Die Chairmen Martin Hägele, hauptberuflich Geschäftsführer des Fraunhofer IPA, und Søren Peter Johansen vom Danish Technological Institute führten durch das Programm des zweitägigen Kongresses. Im Fokus lagen die Themen Healthcare, Logistik, Technologie, mobile Robotik und Sicherheit. Wie die Zukunft der europäischen Robotik im Gesundheitsbereich aussieht, dazu referierte Stefano Stramigioli, Professor an der Universität Twente. Wolfgang Ptacek zeigte, wie Roboter am Austrian Centre for Medical Innovation und Technology nicht nur für medizinische Prozesse eingesetzt werden, sondern auch in der Pathologie und Forensik.

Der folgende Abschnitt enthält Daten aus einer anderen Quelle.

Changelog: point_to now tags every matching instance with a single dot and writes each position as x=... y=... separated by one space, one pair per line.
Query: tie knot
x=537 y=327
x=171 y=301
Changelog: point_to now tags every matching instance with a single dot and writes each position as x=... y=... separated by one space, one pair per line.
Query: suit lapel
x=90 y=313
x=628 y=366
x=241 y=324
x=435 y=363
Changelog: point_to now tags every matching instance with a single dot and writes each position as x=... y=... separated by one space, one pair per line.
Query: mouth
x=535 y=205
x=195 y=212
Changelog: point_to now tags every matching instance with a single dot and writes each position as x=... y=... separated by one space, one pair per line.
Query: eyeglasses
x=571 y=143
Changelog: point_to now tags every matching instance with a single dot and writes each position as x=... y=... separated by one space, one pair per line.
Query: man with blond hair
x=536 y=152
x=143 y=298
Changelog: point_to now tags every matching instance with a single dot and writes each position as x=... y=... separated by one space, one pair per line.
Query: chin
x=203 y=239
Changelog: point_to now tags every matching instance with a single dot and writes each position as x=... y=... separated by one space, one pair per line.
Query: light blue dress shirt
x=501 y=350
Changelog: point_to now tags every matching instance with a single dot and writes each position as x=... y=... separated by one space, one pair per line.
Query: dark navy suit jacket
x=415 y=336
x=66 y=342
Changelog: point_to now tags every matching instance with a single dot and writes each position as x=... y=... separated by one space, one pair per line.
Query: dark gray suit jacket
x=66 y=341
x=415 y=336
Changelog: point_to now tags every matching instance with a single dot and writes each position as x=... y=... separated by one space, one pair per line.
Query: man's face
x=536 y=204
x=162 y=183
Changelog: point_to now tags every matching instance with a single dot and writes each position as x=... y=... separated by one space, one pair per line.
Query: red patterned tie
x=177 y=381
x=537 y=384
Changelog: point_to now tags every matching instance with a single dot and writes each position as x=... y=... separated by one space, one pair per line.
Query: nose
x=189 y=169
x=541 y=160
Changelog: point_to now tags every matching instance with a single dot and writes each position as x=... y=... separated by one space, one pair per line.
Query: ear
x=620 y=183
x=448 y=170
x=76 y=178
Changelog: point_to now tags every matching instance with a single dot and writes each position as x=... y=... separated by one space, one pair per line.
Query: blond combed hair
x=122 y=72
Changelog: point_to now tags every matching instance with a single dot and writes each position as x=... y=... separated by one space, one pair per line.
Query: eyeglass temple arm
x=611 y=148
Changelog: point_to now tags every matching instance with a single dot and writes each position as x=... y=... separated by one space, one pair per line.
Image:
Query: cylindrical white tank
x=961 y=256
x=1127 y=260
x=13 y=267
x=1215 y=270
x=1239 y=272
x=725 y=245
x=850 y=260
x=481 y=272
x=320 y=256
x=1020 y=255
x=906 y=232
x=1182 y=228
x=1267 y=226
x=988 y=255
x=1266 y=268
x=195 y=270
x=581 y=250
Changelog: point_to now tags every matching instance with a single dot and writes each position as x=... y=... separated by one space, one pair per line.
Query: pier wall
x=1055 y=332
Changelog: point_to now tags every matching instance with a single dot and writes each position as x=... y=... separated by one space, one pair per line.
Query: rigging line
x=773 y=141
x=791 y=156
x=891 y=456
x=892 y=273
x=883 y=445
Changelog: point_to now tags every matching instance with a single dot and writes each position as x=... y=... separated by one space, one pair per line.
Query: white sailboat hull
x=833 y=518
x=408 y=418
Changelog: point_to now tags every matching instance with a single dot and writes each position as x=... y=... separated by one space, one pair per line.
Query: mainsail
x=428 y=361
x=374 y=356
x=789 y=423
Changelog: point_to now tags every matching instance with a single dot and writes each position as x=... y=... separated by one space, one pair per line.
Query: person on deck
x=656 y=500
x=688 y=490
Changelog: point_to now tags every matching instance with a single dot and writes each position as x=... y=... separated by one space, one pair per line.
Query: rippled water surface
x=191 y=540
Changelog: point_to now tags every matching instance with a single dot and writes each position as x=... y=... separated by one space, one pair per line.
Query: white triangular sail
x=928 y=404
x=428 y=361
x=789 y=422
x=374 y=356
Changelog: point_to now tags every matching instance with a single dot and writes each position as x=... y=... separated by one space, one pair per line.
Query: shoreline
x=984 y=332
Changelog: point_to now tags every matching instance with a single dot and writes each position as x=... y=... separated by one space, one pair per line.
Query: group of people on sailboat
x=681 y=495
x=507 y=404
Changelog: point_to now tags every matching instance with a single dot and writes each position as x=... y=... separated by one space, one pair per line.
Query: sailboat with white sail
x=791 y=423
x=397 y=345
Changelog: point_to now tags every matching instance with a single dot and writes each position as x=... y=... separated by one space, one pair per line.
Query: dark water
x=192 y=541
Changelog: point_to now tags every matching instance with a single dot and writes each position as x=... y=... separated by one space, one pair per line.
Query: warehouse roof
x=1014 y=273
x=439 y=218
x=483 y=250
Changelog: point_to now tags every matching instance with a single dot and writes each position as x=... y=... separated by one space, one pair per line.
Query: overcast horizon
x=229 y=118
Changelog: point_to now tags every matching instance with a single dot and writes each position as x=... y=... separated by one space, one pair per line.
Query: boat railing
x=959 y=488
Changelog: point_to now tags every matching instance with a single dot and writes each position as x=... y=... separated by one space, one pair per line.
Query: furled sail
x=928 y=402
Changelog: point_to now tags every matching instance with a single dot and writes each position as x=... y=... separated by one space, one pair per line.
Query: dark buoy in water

„Towards Open Robotics“ lautete das Motto der 11. Schunk Expert Days on Service Robotics. (Bild: Schunk GmbH & Co. KG)

Vision vom Haushaltsroboter

Das maschinelle Lernen war ein zentrales Thema auf der Veranstaltung. Bereits im Jahr 1969 proklamierte ein Fernseh-Werbespot für Serviceroboter, die im Haushalt helfen: Solche Roboter werden bald zum Einsatz kommen. Doch warum hat sich diese Prophezeiung nicht bewahrheitet? Mit dieser Frage startete Prof. Jan Peters seinen Vortrag. Die Antwort: Der Hemmschuh sei vor allem die lange fehlenden Fortschritte beim maschinellen Lernen. Entsprechend forscht er an der Uni Darmstadt, wie man einem Roboter das Tischtennis spielen beibringen kann. Die besten Ergebnisse erzielen Peters und sein Team durch die Kombination von Imitation und Reinforcement Learning. „Mit den heutigen Entwicklungen lassen sich bereits viele Szenarios für die Servicerobotik abdecken“, sagte Peters und gestand abschließend, er habe die Hoffnung auf den Haushaltsroboter noch nicht ganz aufgegeben.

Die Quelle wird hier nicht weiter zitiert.